Din ve teknolojiyi bir arada kullanarak yazdığı romanlarda Robert Langdon karakterini kendisiyle özleştirdiğini düşündüğüm yazar. Belirli bir yazma stiline sahip olması bazen bayıcı olsa da aslında beğenilmektedir. Herkesin de belirttiği gibi romanlarının sonunda ana karakter yardımcı kadın karakterle birlikte olmaktadır.*
Ayrıca Kayıp Sembol adlı kitabının yakın zamanda Tom Hanks tarafından hemen sinemaya uyarlanacağını düşünüyorum.
Osmanlı tarihi hakkında da kitap yazmak istediğini söyleyen yazar.
(bkz: güneri cıvaoğlu ile şeffaf oda)
sanırım yazarken word kullanıyor ve ctrl+f yapıp sonra değiştir tabına geçip; templar kelimesini mason ile kilise kelimesini tapınak ile değiştir diyor şehri de romaların hepsini washington yap dedin mi zaten kitabın %78i bitti.
Sürekli amerikan-evanjelist ideasını savunduğu bir türlü farkedilemeyen, ufak çaplı araştırmalarla rahatlıkla göz boyayan yazar. Da Vinci Şifresi ve Melekler ve Şeytanlar hiç değilse teknik açıdan iyiydi. Kayıp Sembol kitabı ise hiç önerilmez tarafımca.
nerdeyse her kitabında iyi olarak tanıttığı kankim, bi tanem diyebileceğimiz o müthiş insanları kitabın sonunda tam bir hain, şerefsiz, namussuz olarak ortaya çıkaran bizi hayal kırıklığına uğratan, kendisine küfrettiren sağlam bi yazar.
edebi açıdan sıfır değeri olan sürükleyici kitaplar yazan birleşik devletler vatandaşı yazar.
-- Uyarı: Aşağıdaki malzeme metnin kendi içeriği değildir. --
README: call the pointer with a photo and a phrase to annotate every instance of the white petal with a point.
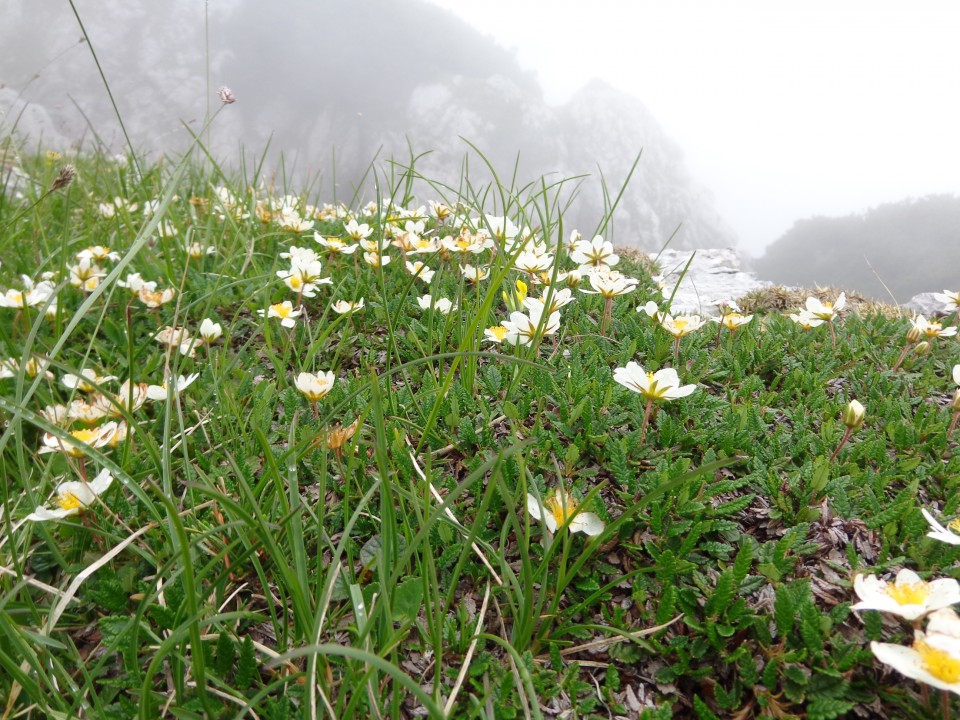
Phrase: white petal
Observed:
(43, 513)
(907, 661)
(588, 523)
(101, 482)
(534, 507)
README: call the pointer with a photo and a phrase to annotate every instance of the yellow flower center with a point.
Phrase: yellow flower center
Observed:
(908, 593)
(942, 665)
(86, 436)
(68, 501)
(561, 506)
(732, 320)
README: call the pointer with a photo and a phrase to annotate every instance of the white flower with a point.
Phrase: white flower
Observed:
(825, 311)
(134, 282)
(376, 259)
(443, 305)
(73, 497)
(681, 325)
(651, 309)
(728, 307)
(357, 232)
(421, 271)
(561, 510)
(210, 331)
(661, 385)
(934, 658)
(335, 245)
(732, 320)
(86, 380)
(288, 316)
(523, 329)
(532, 262)
(806, 320)
(908, 596)
(72, 444)
(178, 338)
(932, 329)
(474, 274)
(315, 387)
(155, 298)
(344, 306)
(610, 283)
(596, 254)
(495, 334)
(98, 253)
(159, 392)
(557, 300)
(941, 533)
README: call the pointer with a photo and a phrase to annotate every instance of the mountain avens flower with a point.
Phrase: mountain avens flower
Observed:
(853, 414)
(907, 596)
(661, 385)
(73, 497)
(560, 510)
(934, 657)
(315, 387)
(949, 534)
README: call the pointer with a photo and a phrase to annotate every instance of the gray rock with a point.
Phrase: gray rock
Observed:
(925, 304)
(713, 275)
(395, 77)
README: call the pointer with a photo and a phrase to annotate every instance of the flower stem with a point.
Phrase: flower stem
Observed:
(646, 419)
(846, 436)
(903, 354)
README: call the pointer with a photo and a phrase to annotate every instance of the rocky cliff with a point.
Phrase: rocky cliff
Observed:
(337, 84)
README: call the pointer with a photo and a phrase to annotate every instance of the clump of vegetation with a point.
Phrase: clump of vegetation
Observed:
(267, 457)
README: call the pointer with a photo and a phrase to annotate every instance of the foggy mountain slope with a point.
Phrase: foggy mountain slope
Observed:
(348, 77)
(914, 246)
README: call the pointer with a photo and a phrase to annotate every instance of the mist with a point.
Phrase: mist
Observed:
(334, 100)
(750, 119)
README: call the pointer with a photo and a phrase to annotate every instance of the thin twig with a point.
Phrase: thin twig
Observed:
(449, 513)
(461, 676)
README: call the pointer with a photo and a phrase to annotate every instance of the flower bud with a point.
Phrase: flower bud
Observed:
(955, 401)
(853, 414)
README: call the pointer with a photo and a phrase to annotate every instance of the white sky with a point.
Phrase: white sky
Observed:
(784, 109)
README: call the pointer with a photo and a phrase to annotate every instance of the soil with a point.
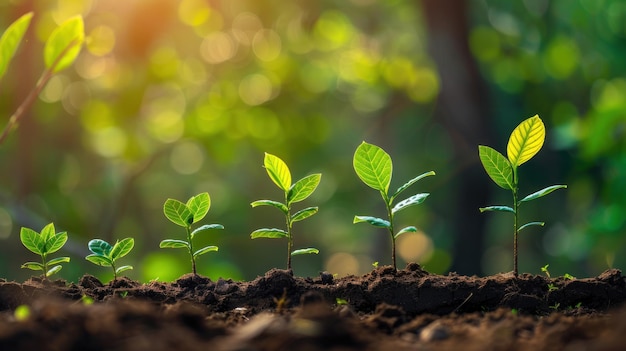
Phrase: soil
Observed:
(408, 309)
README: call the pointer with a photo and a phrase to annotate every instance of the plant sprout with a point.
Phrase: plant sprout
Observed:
(281, 176)
(524, 143)
(374, 167)
(184, 215)
(43, 244)
(105, 254)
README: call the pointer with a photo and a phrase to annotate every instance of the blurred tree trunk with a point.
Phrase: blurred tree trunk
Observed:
(462, 108)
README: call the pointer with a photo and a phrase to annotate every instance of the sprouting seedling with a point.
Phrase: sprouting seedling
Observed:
(44, 244)
(184, 215)
(524, 143)
(374, 167)
(281, 176)
(105, 254)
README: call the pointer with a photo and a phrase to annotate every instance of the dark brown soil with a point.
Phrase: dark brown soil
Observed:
(384, 310)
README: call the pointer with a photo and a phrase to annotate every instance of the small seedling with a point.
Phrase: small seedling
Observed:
(105, 254)
(43, 244)
(524, 143)
(374, 167)
(281, 176)
(184, 215)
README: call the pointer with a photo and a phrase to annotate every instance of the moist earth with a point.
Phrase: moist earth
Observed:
(408, 309)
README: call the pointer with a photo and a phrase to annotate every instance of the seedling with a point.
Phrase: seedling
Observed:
(44, 244)
(374, 167)
(524, 143)
(279, 173)
(184, 215)
(105, 254)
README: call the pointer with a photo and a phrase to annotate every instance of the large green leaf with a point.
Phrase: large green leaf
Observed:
(373, 166)
(11, 39)
(64, 44)
(526, 141)
(199, 206)
(178, 213)
(303, 188)
(278, 171)
(497, 166)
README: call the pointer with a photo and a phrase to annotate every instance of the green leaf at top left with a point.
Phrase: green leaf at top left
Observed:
(64, 44)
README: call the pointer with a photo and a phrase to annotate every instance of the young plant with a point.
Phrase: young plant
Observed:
(300, 190)
(524, 143)
(105, 254)
(44, 244)
(374, 167)
(184, 215)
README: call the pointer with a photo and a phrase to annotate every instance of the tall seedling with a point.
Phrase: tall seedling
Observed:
(374, 167)
(524, 143)
(279, 173)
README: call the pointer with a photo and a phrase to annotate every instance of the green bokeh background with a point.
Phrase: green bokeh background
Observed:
(170, 98)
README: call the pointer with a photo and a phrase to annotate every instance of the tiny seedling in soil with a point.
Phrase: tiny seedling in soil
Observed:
(524, 143)
(44, 244)
(281, 176)
(105, 254)
(374, 167)
(185, 215)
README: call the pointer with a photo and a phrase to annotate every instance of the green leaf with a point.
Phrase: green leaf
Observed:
(497, 166)
(540, 224)
(303, 214)
(32, 240)
(199, 206)
(411, 182)
(278, 171)
(411, 201)
(204, 250)
(122, 248)
(279, 205)
(309, 250)
(272, 233)
(409, 229)
(373, 166)
(173, 244)
(303, 188)
(526, 141)
(178, 213)
(376, 222)
(11, 39)
(497, 208)
(542, 192)
(64, 44)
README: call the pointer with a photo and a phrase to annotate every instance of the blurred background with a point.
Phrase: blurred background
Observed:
(170, 98)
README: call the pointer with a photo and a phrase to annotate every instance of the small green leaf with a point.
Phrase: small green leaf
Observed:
(373, 166)
(409, 229)
(411, 201)
(204, 250)
(303, 188)
(411, 182)
(497, 166)
(310, 250)
(278, 171)
(178, 213)
(199, 206)
(303, 214)
(64, 44)
(272, 233)
(173, 244)
(376, 222)
(542, 192)
(279, 205)
(11, 39)
(497, 208)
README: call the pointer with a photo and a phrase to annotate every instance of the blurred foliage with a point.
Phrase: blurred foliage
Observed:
(171, 98)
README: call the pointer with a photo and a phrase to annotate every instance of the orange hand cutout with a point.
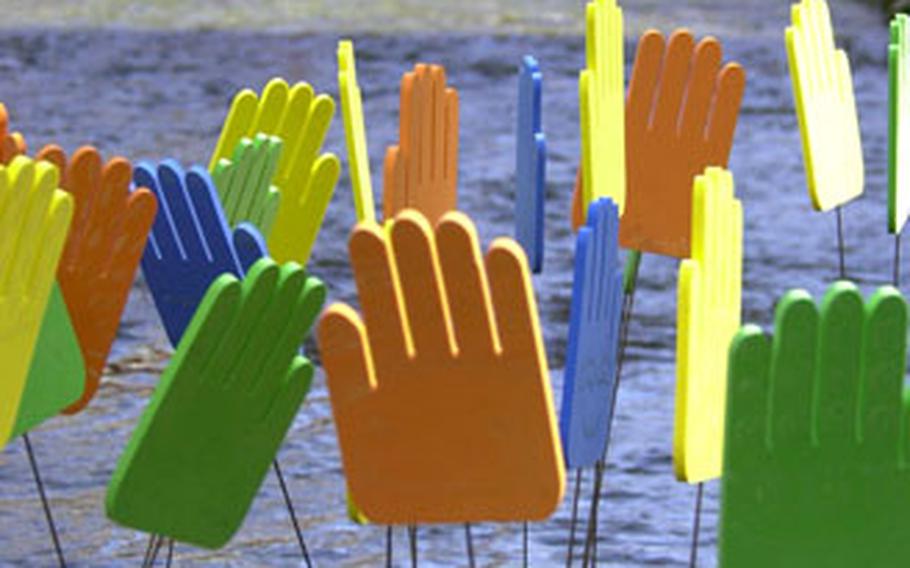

kitapları edebi bir doyuma varmak isteyenler için yavandır, ancak kısa süreliğine hoş vakit geçirmek için okunabilirler, ben bu tarz kitaplara fastbook diyorum. birleşik amerika, nasıl insana doyum vermeyen anlık bir lezzet sunmuştur fastfood adıyla, ve bunda başarılıdır. işte dan brown kitapları da böyledir. fazla ciddiye almadan, o anınızı doldurmak için, sürükleyici bir şeylere ortak olmak için okunmalı kitapları.
kayıp sembol isimli kitabından sürekli marka verdiği için artık işi paraya döktüğünü düşündürtüyor. ama kurgusu çok güzeldir kitaplarının.
son dakikaya kadar, heycanın ve maceranın temposunu düşürmeden, okuyucusunu uyku denilen tatlı şeyden mahrum bırakan yazar.
acilen yeni bir şey yazsın, bu herifin romanlarını okuyamadan 2 yıl geçti neredeyse.
sırasıyla okuduğum kitapları:

da vinci şifresi
melekler ve şeytanlar
ihanet noktası
dijital kale

gittikçe azalan zevkle okudum dördünü. hele sonuncusu iyice beyaz dizi kıvamında bir kitap. ilk ikisi son ikisinden açık ara daha iyiydi. bilgilerini roman tadında çok güzel kurgulayan yazar. son kitabını okumadım ama, da vinci şifresi tadında bir roman daha yazabilip yazamayacağını merak ettiğim yazar.
şizofren olmuş diyorlar. ne derece doğru bilemem.